Bien évidemment ceci commence par l’éducation à l'école de la République, par la plus tendre enfance, l’Éducation «Nationale». Le vers est donc dans le fruit, la propagande bien en place, et depuis bien longtemps. Il ne fut «retenu» (le vers) que par le combat de beaucoup d'hommes et de femmes qui aujourd'hui se réduisent en nombre considérablement, hélas, comme peau de chagrin. Pas besoin de psychanalyse pour savoir que les mots employés, serinés, représentent l'objectif profond conscient ou inconscient d'une personne morale, si ?
La Nation !
Alors on pourra toujours écrire, protester, justifier,... , rien n'y fera, car le cerveau tout simplement ne l'acceptera pas et pour le plus grand nombre d'entre-nous, jamais. Ceci apparaîtra plutôt comme au mieux des gesticulations passéistes donc veines et inutiles car nous avons d'autres chats à fouetter voyons, soyons raisonnables, ou une menace fasciste dans un pur effet de miroir, de la psychée, renvoyant l'image d'un moi profond (politique) car si l'on n'éradique pas, décapite pas, les langues régionales, c'est nous-même qui seront décapités au nom sacré de la République.

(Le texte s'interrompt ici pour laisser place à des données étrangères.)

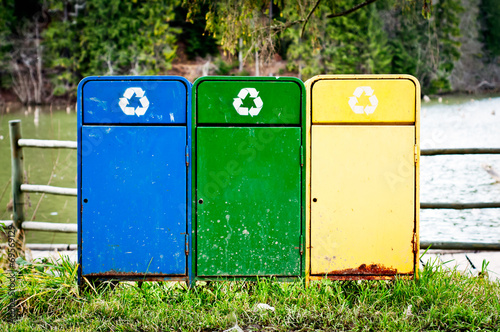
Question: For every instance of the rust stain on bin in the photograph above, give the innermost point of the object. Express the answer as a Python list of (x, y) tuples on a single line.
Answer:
[(364, 269)]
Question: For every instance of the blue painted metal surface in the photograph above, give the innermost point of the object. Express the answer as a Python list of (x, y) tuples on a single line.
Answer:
[(134, 177), (104, 101)]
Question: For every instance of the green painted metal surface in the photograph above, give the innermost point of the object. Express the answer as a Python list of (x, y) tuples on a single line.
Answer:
[(249, 194), (257, 101)]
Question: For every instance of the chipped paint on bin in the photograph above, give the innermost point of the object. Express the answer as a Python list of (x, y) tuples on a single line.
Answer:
[(362, 178)]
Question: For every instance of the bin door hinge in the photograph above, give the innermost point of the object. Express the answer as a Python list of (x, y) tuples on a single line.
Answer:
[(186, 249), (415, 242)]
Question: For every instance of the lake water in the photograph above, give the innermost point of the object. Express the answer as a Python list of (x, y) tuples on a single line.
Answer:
[(457, 178), (453, 123)]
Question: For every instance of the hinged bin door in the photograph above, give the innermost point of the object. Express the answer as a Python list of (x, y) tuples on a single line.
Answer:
[(363, 192), (134, 197), (249, 194)]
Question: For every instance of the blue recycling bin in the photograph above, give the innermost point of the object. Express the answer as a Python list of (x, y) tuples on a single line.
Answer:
[(134, 175)]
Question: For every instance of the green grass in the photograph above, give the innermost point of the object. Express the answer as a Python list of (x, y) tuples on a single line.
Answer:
[(441, 299)]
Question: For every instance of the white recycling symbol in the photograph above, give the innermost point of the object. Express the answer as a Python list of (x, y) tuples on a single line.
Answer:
[(254, 110), (358, 109), (139, 110)]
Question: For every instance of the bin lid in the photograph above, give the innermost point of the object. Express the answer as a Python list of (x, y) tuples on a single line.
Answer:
[(364, 99), (134, 100), (248, 100)]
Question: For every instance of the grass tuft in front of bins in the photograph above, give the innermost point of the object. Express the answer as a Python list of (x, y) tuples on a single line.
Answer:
[(442, 299)]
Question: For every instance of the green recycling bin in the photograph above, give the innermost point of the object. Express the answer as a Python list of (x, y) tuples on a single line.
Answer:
[(249, 180)]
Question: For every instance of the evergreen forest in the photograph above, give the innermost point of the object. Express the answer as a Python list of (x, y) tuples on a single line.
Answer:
[(48, 46)]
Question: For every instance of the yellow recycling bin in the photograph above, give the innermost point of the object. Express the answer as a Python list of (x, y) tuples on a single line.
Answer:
[(362, 176)]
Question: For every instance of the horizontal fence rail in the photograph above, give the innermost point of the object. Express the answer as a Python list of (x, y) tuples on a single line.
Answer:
[(459, 206), (435, 152), (46, 246), (38, 143), (44, 226), (460, 246), (18, 187)]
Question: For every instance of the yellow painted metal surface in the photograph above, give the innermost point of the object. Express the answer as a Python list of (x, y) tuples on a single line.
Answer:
[(362, 177), (363, 198), (375, 100)]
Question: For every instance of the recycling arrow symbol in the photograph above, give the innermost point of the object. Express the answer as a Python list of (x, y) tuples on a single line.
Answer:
[(358, 109), (254, 110), (127, 95)]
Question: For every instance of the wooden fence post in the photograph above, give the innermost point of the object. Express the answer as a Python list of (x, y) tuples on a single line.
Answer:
[(17, 173)]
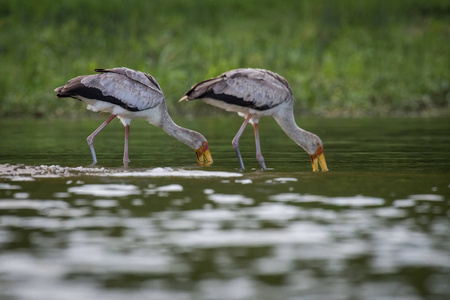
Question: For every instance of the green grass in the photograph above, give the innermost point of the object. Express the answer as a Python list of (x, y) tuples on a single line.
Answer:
[(341, 58)]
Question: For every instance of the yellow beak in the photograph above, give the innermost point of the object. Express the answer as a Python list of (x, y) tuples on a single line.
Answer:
[(203, 154), (318, 158)]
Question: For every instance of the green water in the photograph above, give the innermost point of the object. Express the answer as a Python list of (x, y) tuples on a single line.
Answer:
[(374, 227)]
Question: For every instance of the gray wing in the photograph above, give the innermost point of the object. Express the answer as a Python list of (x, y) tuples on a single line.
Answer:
[(134, 89), (255, 88)]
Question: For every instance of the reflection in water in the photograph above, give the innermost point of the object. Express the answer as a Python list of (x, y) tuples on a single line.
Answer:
[(170, 242), (185, 232)]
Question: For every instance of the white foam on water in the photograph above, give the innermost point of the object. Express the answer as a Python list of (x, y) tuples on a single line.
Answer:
[(230, 199), (165, 188), (244, 181), (21, 195), (7, 186), (169, 172), (105, 190), (427, 197), (31, 204), (310, 234)]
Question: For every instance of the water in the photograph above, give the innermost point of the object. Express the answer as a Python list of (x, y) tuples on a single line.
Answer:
[(374, 227)]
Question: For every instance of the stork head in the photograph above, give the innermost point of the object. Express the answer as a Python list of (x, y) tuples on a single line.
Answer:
[(314, 147), (203, 154)]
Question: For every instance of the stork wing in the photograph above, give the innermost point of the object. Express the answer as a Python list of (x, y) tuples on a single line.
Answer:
[(133, 89), (254, 88)]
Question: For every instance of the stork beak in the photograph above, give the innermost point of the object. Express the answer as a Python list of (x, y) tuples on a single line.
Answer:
[(204, 157), (318, 158)]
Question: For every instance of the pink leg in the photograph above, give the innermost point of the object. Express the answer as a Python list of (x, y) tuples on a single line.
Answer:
[(126, 160), (236, 138), (90, 138), (259, 156)]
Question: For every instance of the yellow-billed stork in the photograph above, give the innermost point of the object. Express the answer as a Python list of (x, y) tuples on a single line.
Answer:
[(130, 94), (255, 93)]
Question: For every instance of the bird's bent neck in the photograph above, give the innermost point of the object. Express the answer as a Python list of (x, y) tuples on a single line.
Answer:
[(297, 134), (184, 135)]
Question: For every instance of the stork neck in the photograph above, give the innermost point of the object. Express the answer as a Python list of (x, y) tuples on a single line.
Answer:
[(184, 135), (297, 134)]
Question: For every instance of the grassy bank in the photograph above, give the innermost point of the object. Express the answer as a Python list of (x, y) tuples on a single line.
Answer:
[(341, 57)]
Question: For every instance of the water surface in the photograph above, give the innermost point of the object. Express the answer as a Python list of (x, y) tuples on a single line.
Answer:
[(374, 227)]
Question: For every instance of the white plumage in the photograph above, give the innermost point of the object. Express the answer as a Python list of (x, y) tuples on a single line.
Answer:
[(255, 93), (130, 94)]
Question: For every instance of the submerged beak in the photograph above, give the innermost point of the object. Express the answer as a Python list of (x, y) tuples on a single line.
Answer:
[(204, 157), (318, 158)]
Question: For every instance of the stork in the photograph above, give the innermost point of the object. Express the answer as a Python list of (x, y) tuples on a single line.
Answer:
[(130, 94), (256, 93)]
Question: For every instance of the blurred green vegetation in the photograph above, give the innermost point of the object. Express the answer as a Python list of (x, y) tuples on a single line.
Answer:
[(341, 58)]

Depuis près de 8 générations nous prouvons que que Bil Gates et son Windows n'avaient rien inventer en méthode de formatage. Nous vivons ainsi une «Histoire de France» complètement erronée, préfabriquée, propagandiste. Nous y voyons un Louis XIV surnommé «Soleil» alors qu'il révoqua «l’Édit de Nantes» et remis un pays dans le pire des contextes c'est à dire allier dans un même espace, une guerre de religion à une guerre civile. Un Saint-Louis qui n'était en fait qu'un «gros porc»...
Pourquoi bâtir un pays sur un passé dont ont vient de décapiter ses «derniers »représentants ? Et bien parce que l'on reprend sa sainte trinité : Noblesse, Clergé, Esclaves et on change simplement les noms sans n'y rien changer de son fonctionnement : Politiques, Intellectuels (profs, journalistes, artistes (conventionnés)... qui dispensent la bonne parole de l’Évangile Républicain sauce France) et encore et toujours les Esclaves.